We provide a full cloneable example of how to build a java provider that can be used to get started.
Python
Arbitrary Python transforms can be provided as well, using the syntax
providers:
- type: pythonPackage
config:
packages:
- my_pypi_package>=version
- /path/to/local/package.zip
transforms:
MyCustomTransform: "pkg.module.PTransformClassOrCallable"
which can then be used as
- type: MyCustomTransform
config:
num: 3
arg: whatever
This will cause the dependencies to be installed before the transform is
imported (via its given fully qualified name) and instantiated
with the config values passed as keyword arguments (e.g. in this case
pkg.module.PTransformClassOrCallable(num=3, arg="whatever")
).
We offer a python provider starter project that serves as a complete example for how to do this.
YAML
New, re-usable transforms can be defined in YAML as well. This type of provider simply has a mapping of names to their YAML definitions. Jinja2 templatization of their string representations is used to parameterize them.
The config_schema
section of the transform definition specifies what
parameters are required (with their types) and the body
section gives
the implementation in terms of other YAML transforms.
- type: yaml
transforms:
# Define the first transform of type "RaiseElementToPower"
RaiseElementToPower:
config_schema:
properties:
n: {type: integer}
body:
type: MapToFields
config:
language: python
append: true
fields:
power: "element ** {{n}}"
# Define a second transform that produces consecutive integers.
Range:
config_schema:
properties:
end: {type: integer}
# Setting this parameter lets this transform type be used as a source.
requires_inputs: false
body: |
type: Create
config:
elements:
{% for ix in range(end) %}
- {{ix}}
{% endfor %}
Note that in this second example the body
of Range is defined as a
block string literal
to prevent any attempt by the system to parse the {%
and %}
pragmas used
for control statements before a specialization with a concrete value for end
is instantiated and the loop is expanded.

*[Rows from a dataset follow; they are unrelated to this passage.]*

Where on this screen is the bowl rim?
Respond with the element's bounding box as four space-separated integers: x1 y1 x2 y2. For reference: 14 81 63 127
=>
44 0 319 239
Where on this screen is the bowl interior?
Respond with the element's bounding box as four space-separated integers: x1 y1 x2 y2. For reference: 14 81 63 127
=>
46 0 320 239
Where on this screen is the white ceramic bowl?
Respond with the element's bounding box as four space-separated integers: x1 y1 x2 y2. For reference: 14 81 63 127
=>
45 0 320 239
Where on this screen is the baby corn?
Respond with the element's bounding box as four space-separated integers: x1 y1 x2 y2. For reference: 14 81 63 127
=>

These could then be used in a pipeline as
transforms:
- type: Range
config:
end: 10
- type: RaiseElementToPower
input: Range
config:
n: 3
...
One can define composite transforms as well, e.g. in a provider listing one could have
- type: yaml
transforms:
ConsecutivePowers:
# This takes two parameters.
config_schema:
properties:
end: {type: integer}
n: {type: integer}
# It can be used as a source transform.
requires_inputs: false
# The body uses the transforms defined above linked together in a chain.
body: |
type: chain
transforms:
- type: Range
config:
end: {{end}}
- type: RaiseElementToPower
config:
n: {{n}}
which allows one to use this whole fragment as
type: ConsecutivePowers
config:
end: 10
n: 3
Note that YAML-defined transforms work better in a listing file than directly
in the providers
block of a pipeline file as pipeline files are always
pre-processed with Jinja2 themselves which would necessitate double escaping.

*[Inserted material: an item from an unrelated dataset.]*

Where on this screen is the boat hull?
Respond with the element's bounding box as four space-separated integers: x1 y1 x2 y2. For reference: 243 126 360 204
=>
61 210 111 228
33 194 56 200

YAML Provider listing files
One can reference an external listings of providers in the yaml pipeline file via the syntax
providers:
- include: "file:///path/to/local/providers.yaml"
- include: "gs://path/to/remote/providers.yaml"
- include: "https://example.com/hosted/providers.yaml"
...
where providers.yaml
is simply a yaml file containing a list of providers
in the same format as those inlined in this providers block.
See, for example, the provider listing here.
In fact, this is how many of the the built in transforms are declared, see for example the builtin io listing file.
Hosting these listing files (together with their required artifacts) allows one to easily share catalogues of transforms that can be directly used by others in their YAML pipelines.